When I was very early on in my first pregnancy, before I knew his gender, name, or had seen his sweet little face, I remember so clearly a time when I needed reassurance. I wasn’t yet showing, and the life inside of me was a secret only known by a few. Still far too early for baby kicks and squirms, or even an ultrasound, I found my mind drifting and worrying. I couldn’t shake the fear that something had or would happen to our precious little life, this one we had prayed and hoped for, so small and helpless. As fear often does, it took over, plaguing my thoughts and distracting me from the rest of life, robbing me of so many moments of joy.
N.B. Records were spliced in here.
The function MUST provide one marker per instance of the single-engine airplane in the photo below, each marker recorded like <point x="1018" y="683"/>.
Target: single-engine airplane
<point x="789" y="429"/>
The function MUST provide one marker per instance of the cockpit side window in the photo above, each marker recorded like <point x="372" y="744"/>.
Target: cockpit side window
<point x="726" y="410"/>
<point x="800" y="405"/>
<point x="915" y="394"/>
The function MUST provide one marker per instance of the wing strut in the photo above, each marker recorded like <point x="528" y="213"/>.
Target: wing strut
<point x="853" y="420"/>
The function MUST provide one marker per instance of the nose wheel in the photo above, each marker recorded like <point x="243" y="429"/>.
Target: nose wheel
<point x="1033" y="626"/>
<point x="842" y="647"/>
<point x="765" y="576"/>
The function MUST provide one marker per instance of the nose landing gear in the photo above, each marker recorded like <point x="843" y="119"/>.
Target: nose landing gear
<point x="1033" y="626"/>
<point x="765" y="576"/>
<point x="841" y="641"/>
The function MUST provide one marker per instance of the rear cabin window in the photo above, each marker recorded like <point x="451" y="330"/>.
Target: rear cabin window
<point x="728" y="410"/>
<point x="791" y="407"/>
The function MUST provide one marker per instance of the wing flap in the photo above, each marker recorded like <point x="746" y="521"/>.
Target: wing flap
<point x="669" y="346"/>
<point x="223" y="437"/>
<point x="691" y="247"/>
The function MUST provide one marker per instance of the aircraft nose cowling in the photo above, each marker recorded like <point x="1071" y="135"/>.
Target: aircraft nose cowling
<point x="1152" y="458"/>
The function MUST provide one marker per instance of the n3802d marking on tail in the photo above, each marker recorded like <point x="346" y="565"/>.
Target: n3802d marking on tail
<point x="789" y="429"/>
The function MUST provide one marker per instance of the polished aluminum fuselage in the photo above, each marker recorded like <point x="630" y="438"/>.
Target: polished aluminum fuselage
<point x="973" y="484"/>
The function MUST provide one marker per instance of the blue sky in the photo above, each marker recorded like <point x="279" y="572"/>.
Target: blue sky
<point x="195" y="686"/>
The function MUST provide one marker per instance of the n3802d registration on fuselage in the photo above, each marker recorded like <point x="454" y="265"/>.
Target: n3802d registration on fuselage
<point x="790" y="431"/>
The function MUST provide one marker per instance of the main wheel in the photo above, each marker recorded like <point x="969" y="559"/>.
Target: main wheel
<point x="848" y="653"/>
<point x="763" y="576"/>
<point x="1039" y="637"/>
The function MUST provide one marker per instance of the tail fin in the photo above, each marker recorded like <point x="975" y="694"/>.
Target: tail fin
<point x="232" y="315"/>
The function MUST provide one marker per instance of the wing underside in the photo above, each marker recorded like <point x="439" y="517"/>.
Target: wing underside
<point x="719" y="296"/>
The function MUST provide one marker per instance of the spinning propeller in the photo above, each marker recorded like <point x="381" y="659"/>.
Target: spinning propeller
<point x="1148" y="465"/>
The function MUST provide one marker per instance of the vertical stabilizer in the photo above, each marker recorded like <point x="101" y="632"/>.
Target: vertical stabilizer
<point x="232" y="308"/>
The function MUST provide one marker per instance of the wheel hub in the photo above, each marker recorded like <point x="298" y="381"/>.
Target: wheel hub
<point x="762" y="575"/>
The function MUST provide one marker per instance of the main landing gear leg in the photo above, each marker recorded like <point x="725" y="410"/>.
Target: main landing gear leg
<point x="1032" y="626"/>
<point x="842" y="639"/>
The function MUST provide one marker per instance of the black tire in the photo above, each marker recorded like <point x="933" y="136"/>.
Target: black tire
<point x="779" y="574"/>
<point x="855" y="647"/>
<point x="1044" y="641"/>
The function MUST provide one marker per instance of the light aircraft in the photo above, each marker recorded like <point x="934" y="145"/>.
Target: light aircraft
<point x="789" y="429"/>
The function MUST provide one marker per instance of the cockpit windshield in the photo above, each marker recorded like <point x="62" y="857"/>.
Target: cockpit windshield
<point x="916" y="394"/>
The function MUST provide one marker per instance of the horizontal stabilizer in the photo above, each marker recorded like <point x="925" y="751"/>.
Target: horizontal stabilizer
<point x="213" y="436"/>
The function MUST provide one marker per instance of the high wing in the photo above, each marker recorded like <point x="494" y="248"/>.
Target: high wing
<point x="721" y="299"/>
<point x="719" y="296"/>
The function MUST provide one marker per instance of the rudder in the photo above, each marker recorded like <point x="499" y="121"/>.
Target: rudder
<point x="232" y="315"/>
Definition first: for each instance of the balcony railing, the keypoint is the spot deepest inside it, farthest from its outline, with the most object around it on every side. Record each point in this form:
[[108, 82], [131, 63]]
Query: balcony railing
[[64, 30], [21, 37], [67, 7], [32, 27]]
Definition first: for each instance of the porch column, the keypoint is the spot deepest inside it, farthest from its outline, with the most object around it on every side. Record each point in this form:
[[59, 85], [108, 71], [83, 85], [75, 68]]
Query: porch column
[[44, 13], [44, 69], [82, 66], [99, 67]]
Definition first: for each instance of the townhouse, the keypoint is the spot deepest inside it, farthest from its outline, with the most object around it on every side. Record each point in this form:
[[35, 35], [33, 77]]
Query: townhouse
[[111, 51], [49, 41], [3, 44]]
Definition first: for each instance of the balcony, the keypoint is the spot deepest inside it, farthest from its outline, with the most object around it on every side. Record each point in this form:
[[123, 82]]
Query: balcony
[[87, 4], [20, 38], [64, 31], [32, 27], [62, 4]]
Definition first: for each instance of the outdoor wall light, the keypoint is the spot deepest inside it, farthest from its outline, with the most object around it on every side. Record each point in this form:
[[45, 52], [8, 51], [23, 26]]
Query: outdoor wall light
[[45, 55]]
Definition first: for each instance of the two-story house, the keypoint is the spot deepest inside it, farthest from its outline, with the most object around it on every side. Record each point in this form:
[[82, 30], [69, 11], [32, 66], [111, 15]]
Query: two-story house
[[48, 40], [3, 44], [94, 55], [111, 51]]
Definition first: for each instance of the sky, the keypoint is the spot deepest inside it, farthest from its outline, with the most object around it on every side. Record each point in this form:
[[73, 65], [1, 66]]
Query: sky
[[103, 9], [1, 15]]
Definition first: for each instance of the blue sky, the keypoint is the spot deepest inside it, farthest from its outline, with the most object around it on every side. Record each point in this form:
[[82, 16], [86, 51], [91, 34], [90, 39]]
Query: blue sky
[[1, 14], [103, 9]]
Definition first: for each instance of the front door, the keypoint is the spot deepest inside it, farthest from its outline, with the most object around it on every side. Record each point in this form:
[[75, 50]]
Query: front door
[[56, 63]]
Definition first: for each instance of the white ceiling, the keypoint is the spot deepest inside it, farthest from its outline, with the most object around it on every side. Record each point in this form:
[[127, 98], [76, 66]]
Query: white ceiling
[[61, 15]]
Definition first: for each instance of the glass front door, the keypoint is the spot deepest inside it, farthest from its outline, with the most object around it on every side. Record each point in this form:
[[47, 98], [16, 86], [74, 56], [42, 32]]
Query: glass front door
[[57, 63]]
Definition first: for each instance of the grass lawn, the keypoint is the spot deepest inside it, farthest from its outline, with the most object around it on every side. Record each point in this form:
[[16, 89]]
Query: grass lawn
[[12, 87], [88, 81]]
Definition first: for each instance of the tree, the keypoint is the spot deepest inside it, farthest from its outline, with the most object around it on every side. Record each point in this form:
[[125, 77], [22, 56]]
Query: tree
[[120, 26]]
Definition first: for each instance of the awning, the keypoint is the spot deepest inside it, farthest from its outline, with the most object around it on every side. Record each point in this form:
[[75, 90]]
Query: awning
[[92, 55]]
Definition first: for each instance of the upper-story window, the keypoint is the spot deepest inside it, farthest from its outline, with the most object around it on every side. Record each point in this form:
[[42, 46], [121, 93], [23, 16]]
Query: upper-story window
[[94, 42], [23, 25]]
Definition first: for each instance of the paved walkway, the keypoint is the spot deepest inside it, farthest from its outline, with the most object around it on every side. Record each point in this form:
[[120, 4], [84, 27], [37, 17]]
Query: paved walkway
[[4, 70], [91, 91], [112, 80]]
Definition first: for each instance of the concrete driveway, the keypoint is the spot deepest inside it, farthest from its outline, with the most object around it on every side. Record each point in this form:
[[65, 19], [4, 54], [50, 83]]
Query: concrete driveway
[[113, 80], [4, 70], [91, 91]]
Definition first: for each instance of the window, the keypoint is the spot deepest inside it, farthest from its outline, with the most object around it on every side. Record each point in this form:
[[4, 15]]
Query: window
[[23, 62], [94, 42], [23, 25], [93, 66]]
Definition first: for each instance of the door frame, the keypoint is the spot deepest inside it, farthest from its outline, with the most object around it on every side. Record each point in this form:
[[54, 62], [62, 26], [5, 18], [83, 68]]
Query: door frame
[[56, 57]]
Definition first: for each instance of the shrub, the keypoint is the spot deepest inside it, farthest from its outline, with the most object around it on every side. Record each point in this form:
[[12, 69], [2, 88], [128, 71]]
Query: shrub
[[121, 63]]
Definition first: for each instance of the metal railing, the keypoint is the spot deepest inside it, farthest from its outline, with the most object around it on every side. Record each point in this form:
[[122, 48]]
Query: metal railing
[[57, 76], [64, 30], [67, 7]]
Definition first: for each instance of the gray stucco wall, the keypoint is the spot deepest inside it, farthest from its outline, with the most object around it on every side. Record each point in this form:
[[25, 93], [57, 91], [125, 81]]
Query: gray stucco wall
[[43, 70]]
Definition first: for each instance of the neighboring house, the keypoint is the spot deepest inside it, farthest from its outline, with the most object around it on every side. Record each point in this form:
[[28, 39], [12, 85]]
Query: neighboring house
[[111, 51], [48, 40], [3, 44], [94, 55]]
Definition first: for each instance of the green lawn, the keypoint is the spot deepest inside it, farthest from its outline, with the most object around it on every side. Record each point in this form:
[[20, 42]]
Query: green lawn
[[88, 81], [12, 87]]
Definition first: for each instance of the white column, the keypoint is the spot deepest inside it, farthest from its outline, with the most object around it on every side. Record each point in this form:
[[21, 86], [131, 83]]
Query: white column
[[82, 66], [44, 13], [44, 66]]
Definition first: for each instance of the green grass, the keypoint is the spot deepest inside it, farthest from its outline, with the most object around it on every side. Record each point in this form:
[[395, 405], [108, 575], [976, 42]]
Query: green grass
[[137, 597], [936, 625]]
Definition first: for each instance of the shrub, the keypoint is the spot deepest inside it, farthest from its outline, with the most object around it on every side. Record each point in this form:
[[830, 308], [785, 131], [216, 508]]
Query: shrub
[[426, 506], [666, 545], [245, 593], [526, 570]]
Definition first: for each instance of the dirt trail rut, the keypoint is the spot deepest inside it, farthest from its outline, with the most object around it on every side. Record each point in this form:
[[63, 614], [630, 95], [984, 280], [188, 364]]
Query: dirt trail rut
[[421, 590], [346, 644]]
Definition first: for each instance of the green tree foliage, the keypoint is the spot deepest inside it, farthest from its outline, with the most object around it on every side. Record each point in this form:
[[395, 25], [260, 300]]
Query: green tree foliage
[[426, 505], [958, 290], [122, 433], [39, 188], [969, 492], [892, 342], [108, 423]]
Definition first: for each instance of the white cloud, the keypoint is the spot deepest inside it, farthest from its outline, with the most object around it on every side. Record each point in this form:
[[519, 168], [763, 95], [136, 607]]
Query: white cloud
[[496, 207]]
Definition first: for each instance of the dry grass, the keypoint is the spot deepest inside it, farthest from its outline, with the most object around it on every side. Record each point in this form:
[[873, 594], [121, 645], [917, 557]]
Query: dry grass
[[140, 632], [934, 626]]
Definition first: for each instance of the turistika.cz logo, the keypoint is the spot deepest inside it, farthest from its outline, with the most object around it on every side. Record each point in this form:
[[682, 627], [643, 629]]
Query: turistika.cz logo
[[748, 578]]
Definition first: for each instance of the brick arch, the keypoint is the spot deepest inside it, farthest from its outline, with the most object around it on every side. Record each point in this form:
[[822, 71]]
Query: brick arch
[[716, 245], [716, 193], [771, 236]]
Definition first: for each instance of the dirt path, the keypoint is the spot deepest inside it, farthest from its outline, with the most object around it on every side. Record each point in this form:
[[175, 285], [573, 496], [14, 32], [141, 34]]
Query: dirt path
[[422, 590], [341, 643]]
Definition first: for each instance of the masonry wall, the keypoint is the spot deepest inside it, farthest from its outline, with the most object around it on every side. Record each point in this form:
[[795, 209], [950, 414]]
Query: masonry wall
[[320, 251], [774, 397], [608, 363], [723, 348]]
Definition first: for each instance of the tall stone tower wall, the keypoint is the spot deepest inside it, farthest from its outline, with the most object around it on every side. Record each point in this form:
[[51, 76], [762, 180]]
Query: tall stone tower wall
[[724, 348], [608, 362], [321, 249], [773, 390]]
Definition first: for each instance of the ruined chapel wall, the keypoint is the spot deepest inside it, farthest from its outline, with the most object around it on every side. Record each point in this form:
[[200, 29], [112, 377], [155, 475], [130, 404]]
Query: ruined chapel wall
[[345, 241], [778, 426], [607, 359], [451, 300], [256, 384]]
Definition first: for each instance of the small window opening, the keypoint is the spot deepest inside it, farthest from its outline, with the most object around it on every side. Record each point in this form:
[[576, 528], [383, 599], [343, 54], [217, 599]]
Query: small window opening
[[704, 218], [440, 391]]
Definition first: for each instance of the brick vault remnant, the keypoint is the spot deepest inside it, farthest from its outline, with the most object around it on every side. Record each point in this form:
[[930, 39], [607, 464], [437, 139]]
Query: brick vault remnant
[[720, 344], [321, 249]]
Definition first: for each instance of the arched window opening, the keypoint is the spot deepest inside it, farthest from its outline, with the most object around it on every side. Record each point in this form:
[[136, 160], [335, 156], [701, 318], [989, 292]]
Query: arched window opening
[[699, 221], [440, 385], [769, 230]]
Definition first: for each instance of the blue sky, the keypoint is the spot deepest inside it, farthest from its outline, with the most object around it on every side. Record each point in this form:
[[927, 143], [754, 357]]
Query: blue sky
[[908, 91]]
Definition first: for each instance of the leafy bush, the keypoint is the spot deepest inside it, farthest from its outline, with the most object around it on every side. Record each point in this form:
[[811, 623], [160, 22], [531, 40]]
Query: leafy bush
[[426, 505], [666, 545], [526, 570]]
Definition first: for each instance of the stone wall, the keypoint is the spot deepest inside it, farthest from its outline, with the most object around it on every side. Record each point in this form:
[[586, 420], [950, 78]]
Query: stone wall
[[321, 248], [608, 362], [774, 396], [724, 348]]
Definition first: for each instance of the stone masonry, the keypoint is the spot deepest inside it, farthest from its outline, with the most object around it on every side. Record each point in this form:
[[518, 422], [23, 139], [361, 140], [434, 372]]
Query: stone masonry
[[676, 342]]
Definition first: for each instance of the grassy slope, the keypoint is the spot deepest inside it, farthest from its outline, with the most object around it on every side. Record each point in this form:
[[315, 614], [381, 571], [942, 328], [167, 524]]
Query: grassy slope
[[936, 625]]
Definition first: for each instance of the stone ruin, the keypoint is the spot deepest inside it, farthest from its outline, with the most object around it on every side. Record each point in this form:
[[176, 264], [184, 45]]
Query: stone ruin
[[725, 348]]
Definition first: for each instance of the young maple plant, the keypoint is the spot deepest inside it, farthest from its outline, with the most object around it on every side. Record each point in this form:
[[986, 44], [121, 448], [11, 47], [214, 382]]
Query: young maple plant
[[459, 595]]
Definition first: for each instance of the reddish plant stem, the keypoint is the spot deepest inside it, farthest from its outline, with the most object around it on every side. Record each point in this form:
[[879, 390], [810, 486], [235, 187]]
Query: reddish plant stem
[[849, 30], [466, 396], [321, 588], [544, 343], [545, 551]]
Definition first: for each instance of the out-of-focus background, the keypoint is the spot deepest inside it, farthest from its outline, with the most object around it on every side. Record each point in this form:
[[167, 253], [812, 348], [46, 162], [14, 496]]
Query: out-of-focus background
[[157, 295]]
At the time, I was at a beautiful country estate on a retreat with my church’s worship team. After finding our rooms and settling in, we shared a big meal together, and then had a powerful night of Spirit-fueled worship. Even there, when literally encircled by words and songs of praise, pointing to our perfect, mighty God – whose power I’ve experienced time and time again – I trembled with fear. Through sobs, I silently prayed to God for reassurance, for the safety of our child, for peace. Within minutes, in the middle of it all, a now-friend then-acquaintance approached me and said she felt God wanted her to tell me something. Her words will stick with me forever: “What God has started, He will see through to completion.” She had no idea I was pregnant, but God used her to speak the words my heart needed to hear. My sobs of fear turned into tears of relief… praise… awe.
“… he who began a good work in you will carry it on to completion until the day of Christ.” (Philippians 1:6)
The rest of the pregnancy, my son’s birth, and our life since then have already shown the proof and fruit of that promise. Though these past three years have been far from difficulty-free, they’ve been visibly shaped by God’s hand of grace, love, and provision.
Lately, as we settle into winter, begin a new year, and pray about and discuss important decisions and plans, I still have days of anxiety and fear. Though I trust in God’s holy hand and believe in His goodness wholeheartedly, I’m still so prone to distractions of circumstance, impatience, worry. What I’m sure of one day, these distractions can cause me to doubt the next. When I consider our steps, decisions, and needs, I am today reminded that this promise is still true – whatever the circumstance, the need, the trial. God will never leave me stranded. He has never abandoned me. Though His presence might not always be felt, or his plans for me clear, our God is not a leaver. He’s for us. He’s with us. Emmanuel.
What God has started – the passions he’s placed in my heart, the situations we are in, the needs we face – he will see through to completion. To resolution. To reconciliation. To peace. And that gives us strength and focus to ride out the winter and boldly step into the new year. To hold our heads up and keep our eyes fixed on Him, dwelling in His blessed assurance.